Internal Rate of Return Formula


The internal rate of return formula can be found algebraically by using the Net Present Value formula below. In this: NPV = (CF 1 / (1 + r) ^1) + (CF 2 / (1 + r)^2) + (CF 3 / (1 + r) ^ 3) + ... Where: NPV = Net Present Value CF 1, 2, or 3 = Cash flow in period 1, Cash flow in period 2, Cash flow in period 3, etc. r = The Rate of Return

The rate of return (r) for which NPV = 0 is the internal rate of return calculator. So, if: 0 = (Cash flow in period 1 / (1 + IRR) ^1) + (Cash flow in period 2 / (1 + IRR)^2) + (Cash flow in period 3 / (1 + IRR) ^ 3) + ... Where: NPV = Net Present Value CF 1, 2, or 3 = Cash flow in period 1, Cash flow in period 2, Cash flow in period 3, etc. IRR = Internal Rate of Return

Basic Economics for Capital Budgeting Analysis


Planning for capital assets involves a process of calculating the Net Present Value of the investment. Net Present Value is calculated by discounting the future changes in cash inflows and cash outflows using the weighted average cost of capital. The resulting present value of cash flows is compared to the Net Investment for the Capital Asset. The result is called Net Present Value. It should be noted that Net Investment includes all costs to place the capital asset into service plus any working capital requirements. If the capital asset has above average risks, than we would increase the weighted average cost of capital. If the Net Present Value is positive, this indicates that value is added by making the investment. If the Net Present Value is negative, this indicates value destroyed. The objective is to have a total asset portfolio where the total Net Present Values are above zero. Besides Net Present Value, we can use Internal Rate of Return and Discounted Payback Period to evaluate capital projects. Internal Rate of Return is the rate of return that the project earns. It is calculated by finding the discount rate whereby the total present value of cash inflows equals the total present value of cash outflows. Modified Internal Rate of Return can be used to remove the assumption that funds are reinvested each year at the Internal Rate of Return.
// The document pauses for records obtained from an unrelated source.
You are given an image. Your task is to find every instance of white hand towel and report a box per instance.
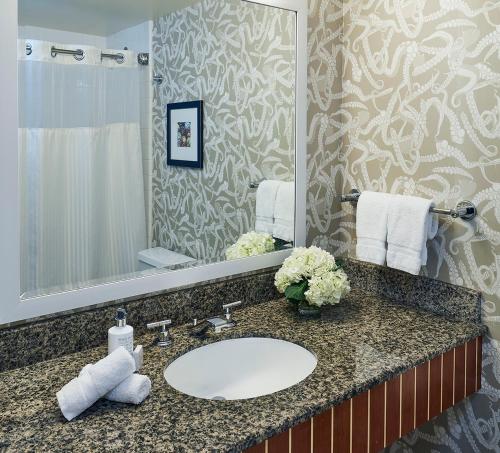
[255,180,281,234]
[273,182,295,242]
[57,346,135,420]
[356,191,394,264]
[80,364,151,404]
[387,195,438,275]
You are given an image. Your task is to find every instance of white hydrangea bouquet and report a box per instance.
[226,231,274,260]
[274,247,351,315]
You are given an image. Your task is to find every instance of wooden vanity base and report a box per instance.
[246,337,482,453]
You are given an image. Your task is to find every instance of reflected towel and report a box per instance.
[273,182,295,242]
[255,180,281,234]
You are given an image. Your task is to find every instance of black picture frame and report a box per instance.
[167,100,203,169]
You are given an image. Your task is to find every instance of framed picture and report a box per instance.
[167,101,203,168]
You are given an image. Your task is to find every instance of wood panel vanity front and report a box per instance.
[246,337,483,453]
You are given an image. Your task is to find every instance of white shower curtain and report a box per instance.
[19,40,146,294]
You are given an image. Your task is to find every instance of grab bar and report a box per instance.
[50,46,85,61]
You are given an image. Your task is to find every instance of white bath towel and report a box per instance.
[356,191,394,264]
[273,182,295,242]
[387,195,438,275]
[255,180,281,234]
[57,346,135,420]
[80,364,151,404]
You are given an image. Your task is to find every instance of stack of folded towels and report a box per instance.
[356,191,438,275]
[255,179,295,242]
[57,346,151,420]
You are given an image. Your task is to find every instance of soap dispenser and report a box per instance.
[108,308,134,354]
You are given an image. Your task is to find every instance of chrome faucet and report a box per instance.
[192,300,241,336]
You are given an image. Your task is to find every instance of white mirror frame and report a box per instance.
[0,0,307,326]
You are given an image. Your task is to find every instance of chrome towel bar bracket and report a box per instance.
[340,189,477,220]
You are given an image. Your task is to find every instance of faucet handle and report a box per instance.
[146,319,172,347]
[222,300,241,322]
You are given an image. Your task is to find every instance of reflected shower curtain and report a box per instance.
[19,40,146,294]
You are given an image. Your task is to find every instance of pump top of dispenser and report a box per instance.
[115,308,127,327]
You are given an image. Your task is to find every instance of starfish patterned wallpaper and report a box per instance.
[153,0,295,260]
[307,0,500,452]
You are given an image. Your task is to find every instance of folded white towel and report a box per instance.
[387,195,438,275]
[255,180,281,234]
[273,182,295,242]
[356,191,393,264]
[80,364,151,404]
[57,346,135,420]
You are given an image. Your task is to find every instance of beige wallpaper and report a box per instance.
[308,0,500,446]
[153,0,295,260]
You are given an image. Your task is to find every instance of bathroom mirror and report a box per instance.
[0,0,306,324]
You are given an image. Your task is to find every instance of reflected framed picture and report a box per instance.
[167,101,203,168]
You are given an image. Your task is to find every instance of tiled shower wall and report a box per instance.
[307,0,500,452]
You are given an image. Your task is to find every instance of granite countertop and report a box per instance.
[0,289,485,452]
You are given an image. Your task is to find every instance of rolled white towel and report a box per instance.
[57,346,135,420]
[80,364,151,404]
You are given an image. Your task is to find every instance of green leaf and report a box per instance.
[285,280,309,301]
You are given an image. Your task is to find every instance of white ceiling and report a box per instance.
[19,0,200,36]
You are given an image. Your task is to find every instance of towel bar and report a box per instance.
[340,189,477,220]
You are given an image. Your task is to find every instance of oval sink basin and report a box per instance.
[164,338,318,400]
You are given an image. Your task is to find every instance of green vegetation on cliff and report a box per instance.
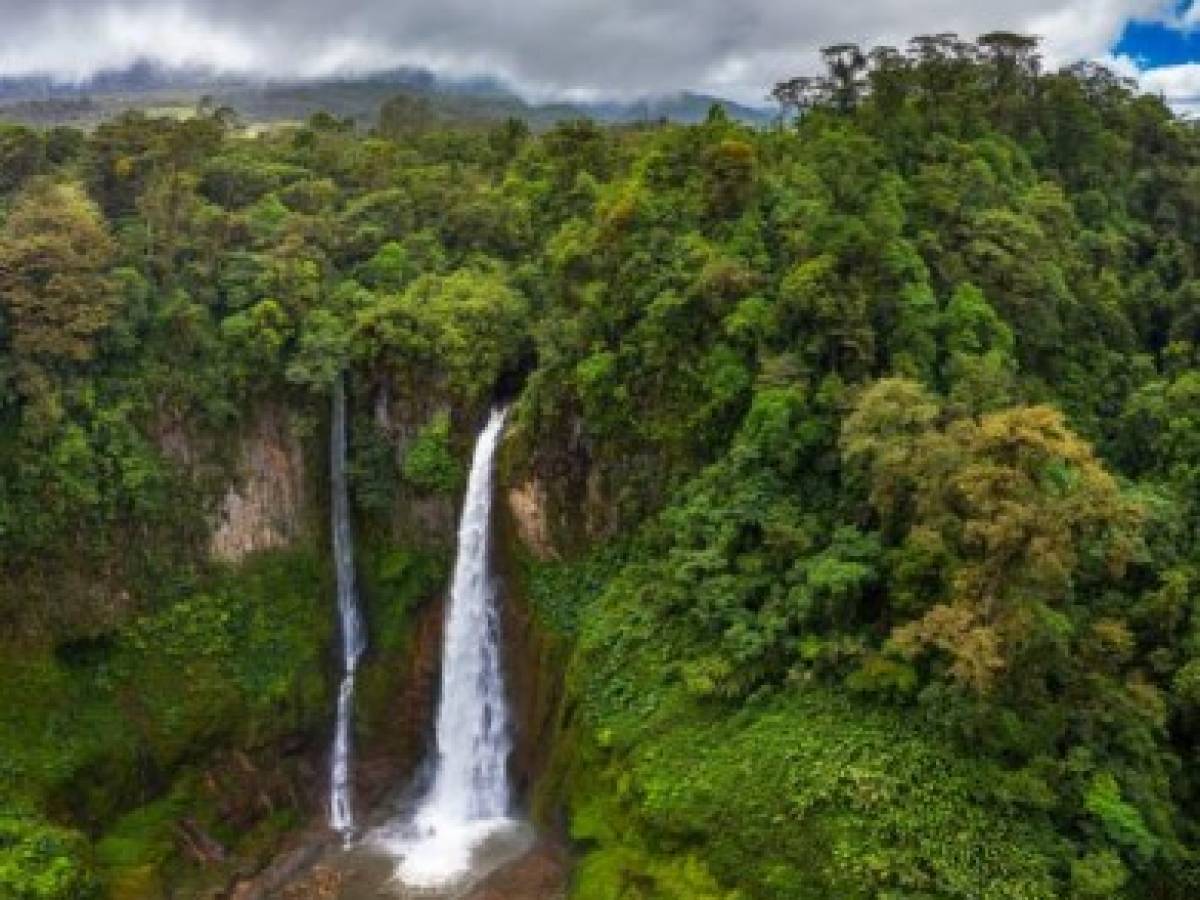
[0,28,1200,900]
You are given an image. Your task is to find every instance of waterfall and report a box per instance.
[329,376,366,834]
[376,409,515,887]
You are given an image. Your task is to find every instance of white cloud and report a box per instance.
[0,0,1192,101]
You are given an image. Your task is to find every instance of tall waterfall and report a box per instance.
[329,376,366,834]
[388,409,514,887]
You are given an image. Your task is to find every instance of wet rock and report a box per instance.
[210,408,305,562]
[464,842,568,900]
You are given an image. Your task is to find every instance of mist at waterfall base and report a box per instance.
[373,409,524,888]
[329,377,366,834]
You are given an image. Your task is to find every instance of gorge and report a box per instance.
[0,34,1200,900]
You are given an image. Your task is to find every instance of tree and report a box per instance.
[0,181,118,384]
[842,379,1141,692]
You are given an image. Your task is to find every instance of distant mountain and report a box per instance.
[0,61,773,126]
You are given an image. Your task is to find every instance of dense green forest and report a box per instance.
[0,34,1200,900]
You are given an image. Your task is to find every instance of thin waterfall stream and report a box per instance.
[329,376,366,835]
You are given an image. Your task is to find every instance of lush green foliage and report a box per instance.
[0,34,1200,900]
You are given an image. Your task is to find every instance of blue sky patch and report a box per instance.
[1112,0,1200,68]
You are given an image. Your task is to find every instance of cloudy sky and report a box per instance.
[0,0,1200,107]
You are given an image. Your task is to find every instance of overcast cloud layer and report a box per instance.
[0,0,1200,102]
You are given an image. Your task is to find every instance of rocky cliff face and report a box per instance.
[210,408,307,563]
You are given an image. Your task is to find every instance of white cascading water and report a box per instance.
[329,376,366,834]
[384,409,515,887]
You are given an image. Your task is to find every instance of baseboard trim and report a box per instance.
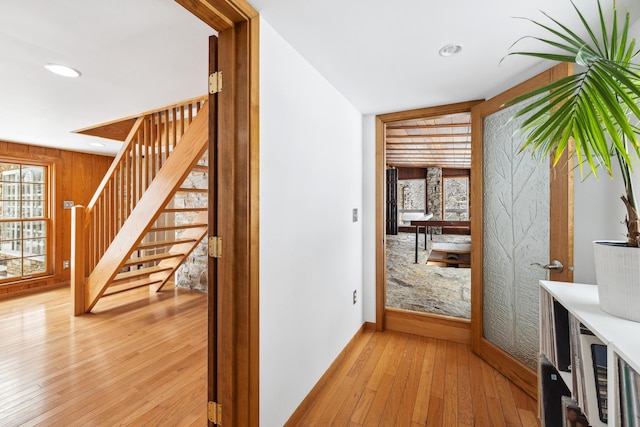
[0,279,69,300]
[284,322,376,427]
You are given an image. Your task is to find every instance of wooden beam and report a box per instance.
[387,122,471,130]
[387,132,471,142]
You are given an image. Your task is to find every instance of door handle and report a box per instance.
[531,259,564,273]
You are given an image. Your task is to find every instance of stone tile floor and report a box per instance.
[387,233,471,319]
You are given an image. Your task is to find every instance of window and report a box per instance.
[0,162,50,282]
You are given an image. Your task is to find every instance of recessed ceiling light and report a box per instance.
[44,64,82,77]
[438,44,462,56]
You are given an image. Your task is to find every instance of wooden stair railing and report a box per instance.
[71,99,208,315]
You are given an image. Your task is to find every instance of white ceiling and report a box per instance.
[251,0,640,114]
[0,0,640,157]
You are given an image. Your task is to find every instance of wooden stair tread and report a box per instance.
[176,187,209,193]
[162,208,207,213]
[113,265,172,283]
[102,278,162,297]
[124,252,184,266]
[149,223,207,233]
[431,243,471,254]
[136,238,196,249]
[427,257,471,265]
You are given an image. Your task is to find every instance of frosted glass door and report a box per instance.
[483,101,549,368]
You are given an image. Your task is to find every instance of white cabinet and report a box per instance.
[540,281,640,427]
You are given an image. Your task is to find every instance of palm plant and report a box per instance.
[508,1,640,247]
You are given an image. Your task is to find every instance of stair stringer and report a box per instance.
[85,103,209,312]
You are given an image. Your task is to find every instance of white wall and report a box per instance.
[362,115,376,323]
[573,164,640,284]
[260,19,363,427]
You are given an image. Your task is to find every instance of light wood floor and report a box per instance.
[0,288,539,427]
[292,331,539,427]
[0,285,207,427]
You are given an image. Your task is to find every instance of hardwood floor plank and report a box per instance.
[363,334,408,426]
[494,372,522,427]
[0,288,540,427]
[331,334,387,425]
[0,287,207,426]
[303,331,374,425]
[442,342,458,426]
[456,344,474,426]
[411,338,437,425]
[378,336,418,426]
[395,337,428,426]
[469,353,491,426]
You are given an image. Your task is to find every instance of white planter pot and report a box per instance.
[593,240,640,322]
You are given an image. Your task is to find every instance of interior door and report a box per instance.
[471,64,573,397]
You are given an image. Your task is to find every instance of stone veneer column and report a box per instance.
[173,157,209,292]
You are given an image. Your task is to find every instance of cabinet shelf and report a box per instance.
[540,281,640,426]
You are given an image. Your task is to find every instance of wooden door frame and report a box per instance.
[471,64,573,398]
[376,101,482,344]
[176,0,260,426]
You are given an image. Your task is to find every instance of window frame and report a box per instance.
[441,175,471,221]
[0,157,55,286]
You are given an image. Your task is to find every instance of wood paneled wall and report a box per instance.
[0,141,113,298]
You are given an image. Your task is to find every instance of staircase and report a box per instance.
[71,98,209,315]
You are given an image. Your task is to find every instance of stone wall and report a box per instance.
[174,157,208,292]
[444,178,469,221]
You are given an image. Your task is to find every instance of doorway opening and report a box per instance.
[384,111,471,319]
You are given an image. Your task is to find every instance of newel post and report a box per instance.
[70,205,86,316]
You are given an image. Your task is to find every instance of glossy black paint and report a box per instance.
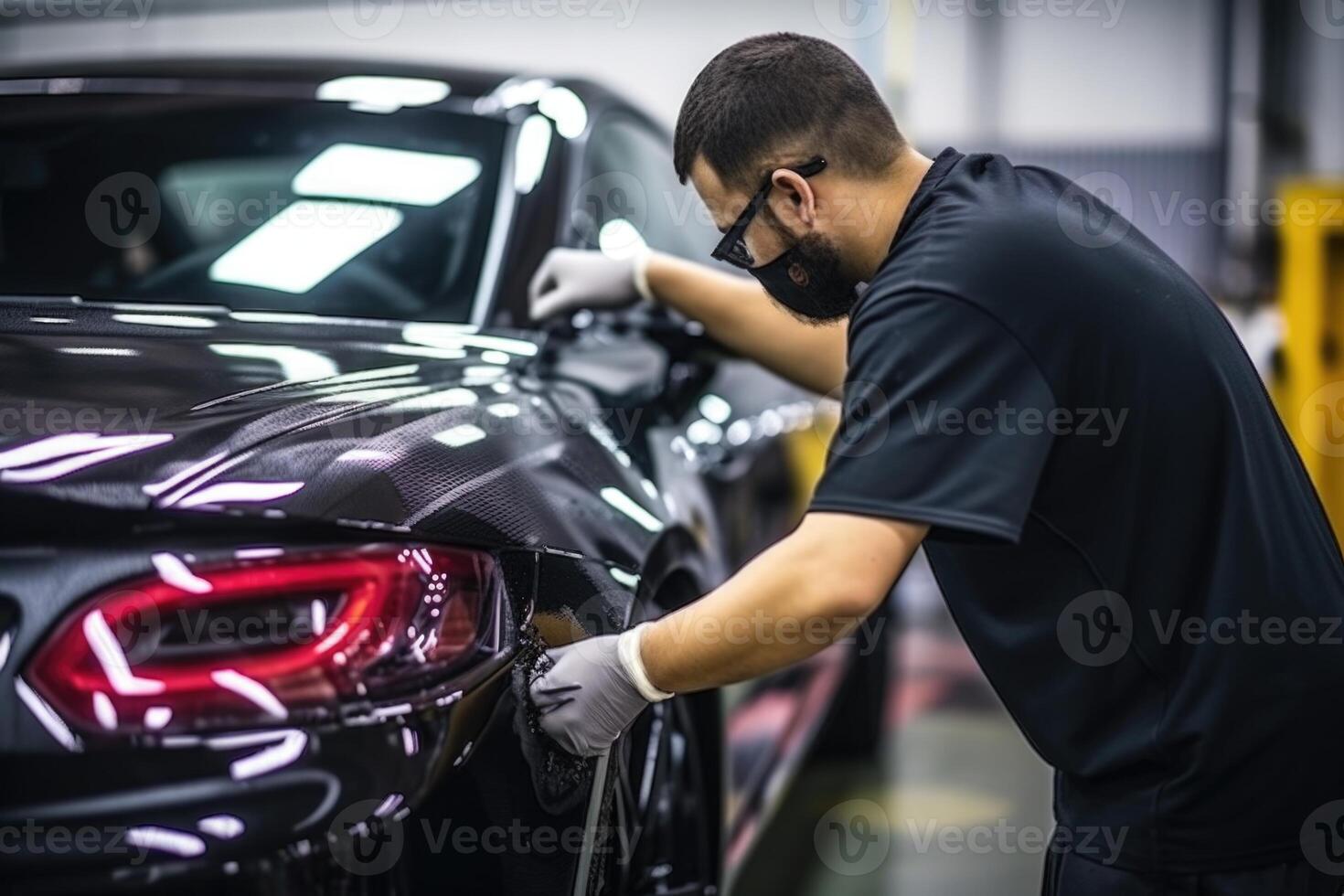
[0,60,859,893]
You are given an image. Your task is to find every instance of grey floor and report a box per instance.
[734,553,1051,896]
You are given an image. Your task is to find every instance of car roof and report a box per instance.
[0,57,643,117]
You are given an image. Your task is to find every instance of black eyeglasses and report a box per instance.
[711,155,827,267]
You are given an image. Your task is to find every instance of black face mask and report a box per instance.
[747,234,859,324]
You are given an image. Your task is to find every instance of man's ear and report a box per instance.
[770,168,817,227]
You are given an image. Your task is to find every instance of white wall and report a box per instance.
[907,0,1221,145]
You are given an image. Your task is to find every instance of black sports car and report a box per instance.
[0,60,880,893]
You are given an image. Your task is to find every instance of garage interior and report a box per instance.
[0,0,1344,896]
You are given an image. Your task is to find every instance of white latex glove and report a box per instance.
[527,249,653,321]
[532,627,672,756]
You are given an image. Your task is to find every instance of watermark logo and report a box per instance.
[85,171,163,249]
[812,0,891,40]
[326,0,406,40]
[826,380,891,457]
[812,799,891,877]
[1299,0,1344,40]
[1055,171,1135,249]
[328,799,406,876]
[1298,799,1344,877]
[1298,380,1344,457]
[570,171,649,255]
[1055,591,1135,667]
[111,591,163,667]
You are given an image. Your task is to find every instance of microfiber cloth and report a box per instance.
[514,624,594,816]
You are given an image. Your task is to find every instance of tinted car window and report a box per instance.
[575,112,719,262]
[0,92,504,321]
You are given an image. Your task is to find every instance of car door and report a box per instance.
[570,112,848,873]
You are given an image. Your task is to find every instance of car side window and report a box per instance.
[571,112,719,263]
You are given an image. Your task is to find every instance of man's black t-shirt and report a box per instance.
[812,151,1344,872]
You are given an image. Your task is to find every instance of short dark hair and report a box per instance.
[672,32,904,189]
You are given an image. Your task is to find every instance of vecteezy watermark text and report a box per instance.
[906,399,1129,447]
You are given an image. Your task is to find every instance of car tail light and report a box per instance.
[27,547,497,733]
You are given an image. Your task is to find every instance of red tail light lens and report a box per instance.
[27,547,497,733]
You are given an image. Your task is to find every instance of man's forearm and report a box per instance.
[640,513,927,692]
[648,252,847,395]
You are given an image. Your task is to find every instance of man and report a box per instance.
[532,34,1344,896]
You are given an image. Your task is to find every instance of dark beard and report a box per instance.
[766,234,856,326]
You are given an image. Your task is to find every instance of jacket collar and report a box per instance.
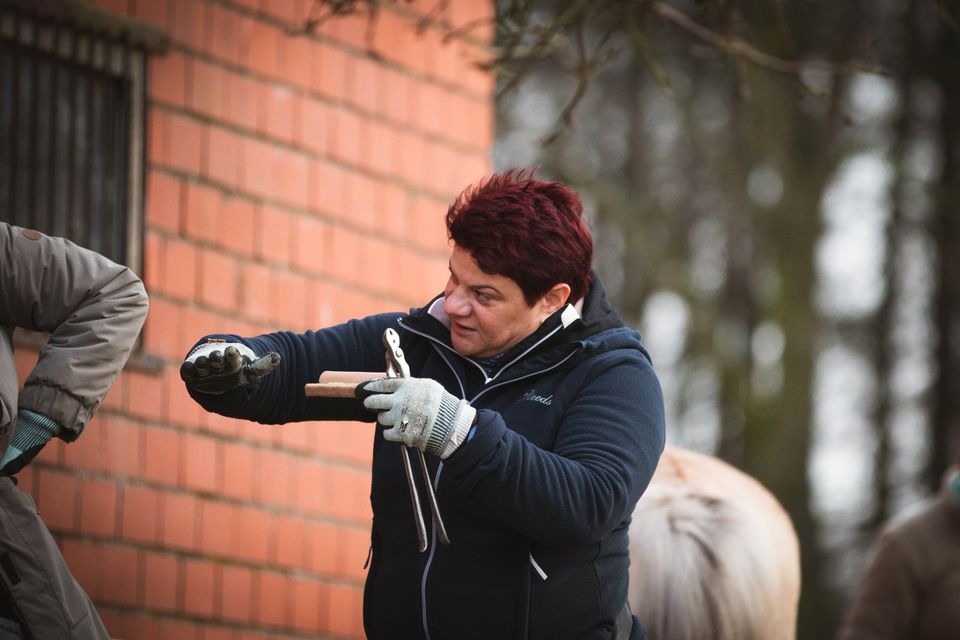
[403,272,623,378]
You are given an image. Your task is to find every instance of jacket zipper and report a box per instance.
[397,319,577,640]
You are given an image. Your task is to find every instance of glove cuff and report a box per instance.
[426,393,477,459]
[10,409,63,451]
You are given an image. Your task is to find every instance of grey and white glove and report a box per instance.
[0,409,63,475]
[360,378,477,459]
[180,341,280,394]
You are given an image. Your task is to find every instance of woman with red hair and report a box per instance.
[181,171,664,640]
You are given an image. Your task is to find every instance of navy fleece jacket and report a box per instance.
[191,278,664,640]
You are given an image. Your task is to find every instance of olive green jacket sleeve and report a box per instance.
[0,222,147,442]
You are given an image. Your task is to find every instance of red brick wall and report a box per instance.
[18,0,492,640]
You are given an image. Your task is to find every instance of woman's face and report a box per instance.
[443,245,569,358]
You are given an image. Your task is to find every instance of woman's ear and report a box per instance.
[540,282,570,322]
[947,467,960,505]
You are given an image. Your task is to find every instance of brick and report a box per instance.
[125,369,163,420]
[372,11,414,64]
[183,559,216,617]
[143,427,181,486]
[417,82,448,137]
[120,486,161,543]
[202,623,240,640]
[167,362,209,428]
[294,460,331,515]
[398,131,428,185]
[143,551,180,612]
[133,0,170,30]
[222,442,258,502]
[258,85,294,143]
[200,500,236,556]
[184,182,223,248]
[143,296,185,360]
[325,12,369,49]
[273,149,310,209]
[147,52,187,107]
[271,515,306,568]
[224,71,261,130]
[256,571,289,627]
[220,197,256,257]
[80,480,117,536]
[260,0,305,28]
[145,171,182,233]
[330,109,367,165]
[294,96,330,154]
[103,416,143,477]
[198,249,239,311]
[147,107,170,166]
[311,45,354,101]
[258,206,293,264]
[280,30,313,88]
[59,538,103,600]
[240,138,276,196]
[305,522,338,576]
[101,375,127,411]
[170,0,207,50]
[205,4,245,63]
[289,578,327,632]
[348,58,383,113]
[230,507,273,564]
[377,69,415,125]
[239,262,273,320]
[308,160,347,217]
[204,126,240,189]
[161,493,200,550]
[270,272,307,330]
[167,113,205,174]
[277,418,314,452]
[183,434,220,493]
[100,545,141,605]
[310,280,333,330]
[245,21,283,77]
[189,58,227,118]
[361,122,401,175]
[34,440,66,467]
[344,173,377,229]
[219,565,254,622]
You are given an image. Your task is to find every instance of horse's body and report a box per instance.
[629,446,800,640]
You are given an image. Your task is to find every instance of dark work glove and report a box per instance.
[0,409,62,476]
[180,342,280,394]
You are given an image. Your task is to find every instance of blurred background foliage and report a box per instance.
[321,0,960,638]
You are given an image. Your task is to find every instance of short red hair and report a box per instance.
[447,169,593,306]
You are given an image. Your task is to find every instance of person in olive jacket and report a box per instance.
[181,171,664,640]
[0,222,147,640]
[840,452,960,640]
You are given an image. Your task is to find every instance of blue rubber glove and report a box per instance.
[0,409,63,475]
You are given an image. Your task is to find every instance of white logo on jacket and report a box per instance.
[520,389,553,405]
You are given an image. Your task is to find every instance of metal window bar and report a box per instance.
[0,6,146,271]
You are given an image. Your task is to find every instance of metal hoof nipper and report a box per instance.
[383,329,450,552]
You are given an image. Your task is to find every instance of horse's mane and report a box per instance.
[630,448,799,640]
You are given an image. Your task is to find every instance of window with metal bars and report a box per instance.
[0,1,162,271]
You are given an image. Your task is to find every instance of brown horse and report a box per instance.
[629,446,800,640]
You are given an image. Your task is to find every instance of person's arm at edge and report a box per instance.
[0,225,148,441]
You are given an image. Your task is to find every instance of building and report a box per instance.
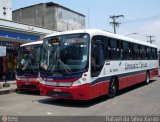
[0,19,55,80]
[12,2,85,31]
[0,0,12,20]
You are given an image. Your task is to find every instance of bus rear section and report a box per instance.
[39,30,158,100]
[16,41,42,91]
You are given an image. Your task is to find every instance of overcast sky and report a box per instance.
[12,0,160,47]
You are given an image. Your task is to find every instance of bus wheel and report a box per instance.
[108,77,118,98]
[145,72,150,85]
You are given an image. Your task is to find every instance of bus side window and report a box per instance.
[91,36,106,77]
[121,41,132,60]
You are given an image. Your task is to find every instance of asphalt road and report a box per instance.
[0,78,160,116]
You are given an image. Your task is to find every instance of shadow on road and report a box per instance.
[38,80,155,108]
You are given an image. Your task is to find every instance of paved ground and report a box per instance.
[0,78,160,116]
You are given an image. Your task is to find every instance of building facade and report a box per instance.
[0,19,55,81]
[12,2,85,31]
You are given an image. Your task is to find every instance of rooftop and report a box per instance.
[13,2,85,17]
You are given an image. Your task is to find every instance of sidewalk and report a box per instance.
[0,80,17,95]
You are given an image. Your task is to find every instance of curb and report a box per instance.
[0,88,17,95]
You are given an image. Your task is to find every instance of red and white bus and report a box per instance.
[16,41,42,91]
[39,29,158,100]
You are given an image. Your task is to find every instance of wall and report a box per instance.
[13,4,85,31]
[0,0,12,20]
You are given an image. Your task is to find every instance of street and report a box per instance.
[0,77,160,116]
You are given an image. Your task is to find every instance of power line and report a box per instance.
[110,15,124,33]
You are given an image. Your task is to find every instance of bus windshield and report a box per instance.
[17,44,42,72]
[40,33,89,76]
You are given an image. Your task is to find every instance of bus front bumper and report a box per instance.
[40,84,91,100]
[16,80,40,91]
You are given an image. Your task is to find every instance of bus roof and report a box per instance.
[45,29,157,48]
[20,41,43,47]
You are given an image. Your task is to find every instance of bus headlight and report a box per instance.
[16,75,21,80]
[72,80,82,86]
[39,77,46,84]
[72,78,87,86]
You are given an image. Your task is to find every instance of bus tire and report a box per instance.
[108,77,118,98]
[145,71,150,85]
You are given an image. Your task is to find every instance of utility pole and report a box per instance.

We can also calculate the number of years it takes to recoup our Net Investment. Simply calculate a running total of the discounted cash inflows to determine the Discounted Payback Period. Net Present Value, Internal Rate of Return, and Discounted Payback Period are three popular economic criteria for evaluating whether or not to invest in a capital asset. All three concepts give consideration to the time value of money. Estimating incremental cash flows is one of the most difficult steps in the overall evaluation process.